You can use pruning to create a student network and use it in the student-teacher learning regime, although it’s less common to use.

Train a smaller member of the same family of backbone in the student-teacher regime.

Choice 3: Large model and pruning

This approach is ideal when one has a model that achieves good performance and wants to create a smaller version. Some good resources for models that can be used to achieve pruning are as follows:

Quantization

The final step to all the above options is to use quantization. Quantization is complementary to all other model compression methods. It can be used when a model is trained or as a fine-tuning step over a smaller dataset.

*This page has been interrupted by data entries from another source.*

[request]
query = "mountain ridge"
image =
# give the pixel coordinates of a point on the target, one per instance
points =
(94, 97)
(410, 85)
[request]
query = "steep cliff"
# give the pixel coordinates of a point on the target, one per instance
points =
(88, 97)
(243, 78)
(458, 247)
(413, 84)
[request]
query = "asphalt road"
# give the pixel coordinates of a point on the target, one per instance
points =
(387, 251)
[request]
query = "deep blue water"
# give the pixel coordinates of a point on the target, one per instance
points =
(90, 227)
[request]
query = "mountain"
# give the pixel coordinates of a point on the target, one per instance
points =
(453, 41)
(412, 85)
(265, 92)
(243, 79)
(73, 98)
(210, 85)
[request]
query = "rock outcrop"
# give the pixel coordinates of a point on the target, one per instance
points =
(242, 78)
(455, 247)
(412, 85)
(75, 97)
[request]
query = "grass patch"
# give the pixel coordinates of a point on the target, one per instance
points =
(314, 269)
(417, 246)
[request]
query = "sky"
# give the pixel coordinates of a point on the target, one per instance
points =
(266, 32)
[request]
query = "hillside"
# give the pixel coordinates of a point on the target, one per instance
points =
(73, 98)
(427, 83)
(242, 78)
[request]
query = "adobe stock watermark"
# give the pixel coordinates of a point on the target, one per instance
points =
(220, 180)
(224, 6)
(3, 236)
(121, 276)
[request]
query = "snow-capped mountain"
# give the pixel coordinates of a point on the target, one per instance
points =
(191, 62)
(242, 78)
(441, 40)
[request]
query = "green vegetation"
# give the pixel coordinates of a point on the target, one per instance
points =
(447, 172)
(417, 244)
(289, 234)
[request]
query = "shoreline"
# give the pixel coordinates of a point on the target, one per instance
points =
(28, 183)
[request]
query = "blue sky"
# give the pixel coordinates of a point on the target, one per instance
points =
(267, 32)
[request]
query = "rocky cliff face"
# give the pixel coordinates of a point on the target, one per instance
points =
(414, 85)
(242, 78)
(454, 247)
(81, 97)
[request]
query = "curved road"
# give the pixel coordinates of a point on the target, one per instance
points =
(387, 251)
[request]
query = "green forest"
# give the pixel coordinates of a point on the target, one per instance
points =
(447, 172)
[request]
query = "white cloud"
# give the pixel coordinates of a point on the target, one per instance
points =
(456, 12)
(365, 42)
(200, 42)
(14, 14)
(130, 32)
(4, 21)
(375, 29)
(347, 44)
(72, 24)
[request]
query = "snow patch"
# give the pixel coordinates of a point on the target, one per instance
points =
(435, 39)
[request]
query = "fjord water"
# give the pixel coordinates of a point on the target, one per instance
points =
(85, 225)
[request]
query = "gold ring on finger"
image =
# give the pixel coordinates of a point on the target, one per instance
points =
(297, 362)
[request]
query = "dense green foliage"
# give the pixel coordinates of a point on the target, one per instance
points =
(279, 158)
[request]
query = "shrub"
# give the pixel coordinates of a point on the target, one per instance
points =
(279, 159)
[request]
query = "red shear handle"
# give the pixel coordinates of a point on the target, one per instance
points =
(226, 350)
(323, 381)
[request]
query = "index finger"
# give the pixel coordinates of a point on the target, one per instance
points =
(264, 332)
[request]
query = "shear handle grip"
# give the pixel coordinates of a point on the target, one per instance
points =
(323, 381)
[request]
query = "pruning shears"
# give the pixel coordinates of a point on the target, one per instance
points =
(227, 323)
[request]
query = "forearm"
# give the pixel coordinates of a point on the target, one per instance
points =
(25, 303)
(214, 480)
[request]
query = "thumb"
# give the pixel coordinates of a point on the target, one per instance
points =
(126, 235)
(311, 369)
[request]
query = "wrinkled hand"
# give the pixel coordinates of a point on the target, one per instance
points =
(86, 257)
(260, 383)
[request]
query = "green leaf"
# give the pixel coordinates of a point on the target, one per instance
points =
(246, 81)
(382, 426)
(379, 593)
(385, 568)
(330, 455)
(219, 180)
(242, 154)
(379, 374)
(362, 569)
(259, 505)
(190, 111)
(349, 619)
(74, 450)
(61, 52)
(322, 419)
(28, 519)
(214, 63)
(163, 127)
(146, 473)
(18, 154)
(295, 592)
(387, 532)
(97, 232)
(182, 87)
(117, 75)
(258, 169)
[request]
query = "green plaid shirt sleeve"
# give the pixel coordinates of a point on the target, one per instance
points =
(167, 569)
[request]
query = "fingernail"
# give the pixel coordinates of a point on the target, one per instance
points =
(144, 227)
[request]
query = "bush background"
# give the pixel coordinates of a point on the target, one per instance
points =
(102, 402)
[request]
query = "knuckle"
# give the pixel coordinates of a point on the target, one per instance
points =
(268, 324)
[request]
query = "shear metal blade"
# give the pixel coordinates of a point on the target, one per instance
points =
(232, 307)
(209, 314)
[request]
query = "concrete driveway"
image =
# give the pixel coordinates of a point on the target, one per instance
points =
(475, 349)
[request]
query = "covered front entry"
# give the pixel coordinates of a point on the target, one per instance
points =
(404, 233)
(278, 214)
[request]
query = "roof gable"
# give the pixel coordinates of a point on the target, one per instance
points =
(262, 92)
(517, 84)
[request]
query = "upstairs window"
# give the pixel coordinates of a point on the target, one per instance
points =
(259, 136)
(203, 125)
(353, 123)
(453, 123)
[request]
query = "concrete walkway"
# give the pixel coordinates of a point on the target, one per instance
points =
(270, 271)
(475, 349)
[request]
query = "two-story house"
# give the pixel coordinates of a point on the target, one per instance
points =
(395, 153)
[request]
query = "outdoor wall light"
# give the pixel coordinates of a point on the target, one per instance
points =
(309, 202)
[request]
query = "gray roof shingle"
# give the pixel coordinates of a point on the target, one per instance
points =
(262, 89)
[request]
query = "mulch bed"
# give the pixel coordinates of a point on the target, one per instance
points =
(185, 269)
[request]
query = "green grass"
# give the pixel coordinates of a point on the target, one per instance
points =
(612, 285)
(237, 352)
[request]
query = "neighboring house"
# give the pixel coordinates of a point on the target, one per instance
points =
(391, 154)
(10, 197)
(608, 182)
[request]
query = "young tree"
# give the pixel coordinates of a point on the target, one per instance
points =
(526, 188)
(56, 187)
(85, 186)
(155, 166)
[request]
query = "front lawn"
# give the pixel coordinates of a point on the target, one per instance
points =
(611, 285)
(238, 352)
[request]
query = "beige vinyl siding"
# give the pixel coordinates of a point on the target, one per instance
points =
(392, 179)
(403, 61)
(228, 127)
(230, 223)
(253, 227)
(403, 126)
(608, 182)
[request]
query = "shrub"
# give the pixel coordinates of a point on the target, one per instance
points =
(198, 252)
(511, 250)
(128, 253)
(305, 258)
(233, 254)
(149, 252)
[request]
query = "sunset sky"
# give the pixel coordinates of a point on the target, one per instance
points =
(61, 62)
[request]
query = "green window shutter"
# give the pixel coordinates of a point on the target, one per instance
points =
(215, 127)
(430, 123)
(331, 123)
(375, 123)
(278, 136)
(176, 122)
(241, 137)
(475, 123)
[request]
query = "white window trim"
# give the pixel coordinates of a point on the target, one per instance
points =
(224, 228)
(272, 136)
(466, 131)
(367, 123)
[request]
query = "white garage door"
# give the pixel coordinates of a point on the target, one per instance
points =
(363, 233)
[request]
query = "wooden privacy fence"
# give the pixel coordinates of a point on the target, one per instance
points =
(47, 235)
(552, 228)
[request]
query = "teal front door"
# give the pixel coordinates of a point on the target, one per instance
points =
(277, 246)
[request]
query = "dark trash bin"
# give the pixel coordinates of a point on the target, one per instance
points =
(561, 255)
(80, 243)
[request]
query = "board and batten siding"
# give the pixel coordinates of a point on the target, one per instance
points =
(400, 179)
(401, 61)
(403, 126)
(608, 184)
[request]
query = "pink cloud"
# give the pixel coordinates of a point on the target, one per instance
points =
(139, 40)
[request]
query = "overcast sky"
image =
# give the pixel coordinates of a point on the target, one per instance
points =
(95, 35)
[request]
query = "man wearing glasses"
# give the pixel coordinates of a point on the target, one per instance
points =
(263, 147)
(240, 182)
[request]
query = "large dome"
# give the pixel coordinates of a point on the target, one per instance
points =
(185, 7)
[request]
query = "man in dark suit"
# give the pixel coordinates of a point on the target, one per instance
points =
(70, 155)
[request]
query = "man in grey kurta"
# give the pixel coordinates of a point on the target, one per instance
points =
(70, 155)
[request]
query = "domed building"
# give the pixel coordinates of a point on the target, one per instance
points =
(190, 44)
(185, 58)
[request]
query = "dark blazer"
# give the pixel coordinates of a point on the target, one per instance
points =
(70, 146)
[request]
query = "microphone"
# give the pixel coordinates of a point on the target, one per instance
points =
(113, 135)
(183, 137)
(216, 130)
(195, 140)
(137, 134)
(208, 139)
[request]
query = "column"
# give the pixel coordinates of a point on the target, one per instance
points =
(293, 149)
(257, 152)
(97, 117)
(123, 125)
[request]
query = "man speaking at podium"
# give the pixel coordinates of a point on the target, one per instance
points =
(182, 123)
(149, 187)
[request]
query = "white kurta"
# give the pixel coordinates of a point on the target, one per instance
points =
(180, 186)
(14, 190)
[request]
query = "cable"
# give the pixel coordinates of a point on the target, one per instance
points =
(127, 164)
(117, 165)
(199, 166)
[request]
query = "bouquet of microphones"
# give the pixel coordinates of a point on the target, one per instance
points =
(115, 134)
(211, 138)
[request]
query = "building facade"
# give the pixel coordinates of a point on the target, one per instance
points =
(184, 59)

The idea behind quantization is that instead of using float32, one can get decent performance even with float16 or lower representations. This means that weights can be stored in less space while inference also works faster.

This approach is the easiest to achieve; Tensorflow supports quantization natively with TFLite, and Pytorch has some support for it as well. For more information, see this blog post. You can also achieve higher quantization levels by using special deployment tools and/or hardware (processor).

Low-rank approximation

You can decompose a matrix into smaller matrices and approximate its value to save space. The same can be done for layers of a neural network. This approach isn’t that common, and typically the other approaches lead to better solutions.

Deploying on edge devices

After training your model, take note of the following key considerations when deploying your model on edge devices.

Model Size + Tasks

This is the obvious concern described in the previous section. Oftentimes it’s not just one task that we try to achieve on devices but several. This means we might not have just one model but many, which leads to further restrictions on the sizes that we can have. Try to use a single backbone even if it’s larger than what may be necessary for a single task and use it in a multi-task setting if possible with multiple heads.

Library Size

Apart from the model, the device must also contain the libraries used to run the model, e.g., Pytorch or TensorFlow. In this aspect, TensorFlow is currently ahead of Pytorch, with its TFLite pipeline can be used from training to model optimization to exporting and deploying with a small footprint.

Native Libraries

These days mobile devices themselves have a lot of great native machine learning libraries. iOS has coreml, while Android has Tensorflow for easier integration.

Summary

Model compression is a powerful tool in the ML toolkit to help solve problems on a plethora of IoT devices but even on the server-side of things. It can lead to gains in terms of generalization on new data. We only briefly touched upon this topic, and one interesting read on this topic is the lottery hypothesis paper.

I hope this post helped you figure out where to get started with all these tools and build upon them!